Ronald E. LeFevre, Chief Counsel, Office of the District Counsel, San Francisco, CA, Joan E. Smiley, Esq., Carl H. McIntyre, Jr., U.S. Department of Justice, Washington, DC, for Respondent.
Before: LEAVY, GOULD, and CLIFTON, Circuit Judges.
The panel unanimously finds this case suitable for decision without oral argument. See Fed. R.App. P. 34(a)(2).

Opinion:
MEMORANDUM
Pedro Hernandez-Gonzalez, his wife Maria Isabel Villa Hernandez, and their children Anna Laura Hernandez-Villa and Pedro Enrique Hernandez-Villa, natives and citizens of Mexico, petition for review of the Board of Immigration Appeals' order affirming without opinion an immigration judge's ("IJ") order pretermitting their applications for suspension of deportation. We have jurisdiction under 8 U.S.C. § 1252. We review de novo an agency's interpretation of a statute and claims of constitutional violations in immigration proceedings. See Ram v. INS, 243 F.3d 510, 513-516 (9th Cir.2001). We grant the petition for review.

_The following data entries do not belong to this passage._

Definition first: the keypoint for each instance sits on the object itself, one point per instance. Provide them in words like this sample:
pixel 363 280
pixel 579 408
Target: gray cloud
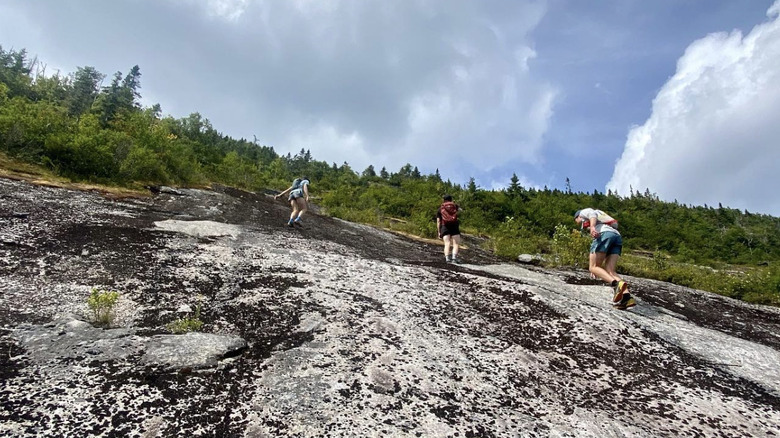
pixel 713 133
pixel 439 84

The IJ found that Pedro Hernandez-Gonzalez met the hardship and moral character requirements for suspension of deportation relief, but pretermitted the application on the basis that he was unable to establish seven years continuous physical presence. Although Hernandez-Gonzalez was issued an Order to Show Cause ("OSC") in 1982 and ordered deported, the IJ failed to consider whether Hernandez-Gonzalez may have once again began to accrue time for the purpose of suspension of deportation after re-entering the United States. See 8 U.S.C. § 1252b (1996). Accordingly, we remand to the agency to make this determination in the first instance. See INS v. Ventura, 537 U.S. 12, 123 S.Ct. 353, 154 L.Ed.2d 272 (2002).
With respect to the remaining three petitioners, the IJ properly pretermitted their applications for suspension of deportation based on the OSC issued to them in 1989. See Ram, 243 F.3d at 515. Morever, the application of the stop-time rule to these petitioners was not unconstitutional. See id. at 517.
As to all the petitioners, we remand under Padilla-Padilla v. Gonzales, 463 F.3d 972, 981-82 (9th Cir.2006) because the BIA erred by shortening the voluntary departure period in a streamlined order.
PETITION FOR REVIEW GRANTED; REMANDED.
This disposition is not appropriate for publication and may not be cited to or by the courts of this circuit except as provided by 9th Cir. R. 36-3.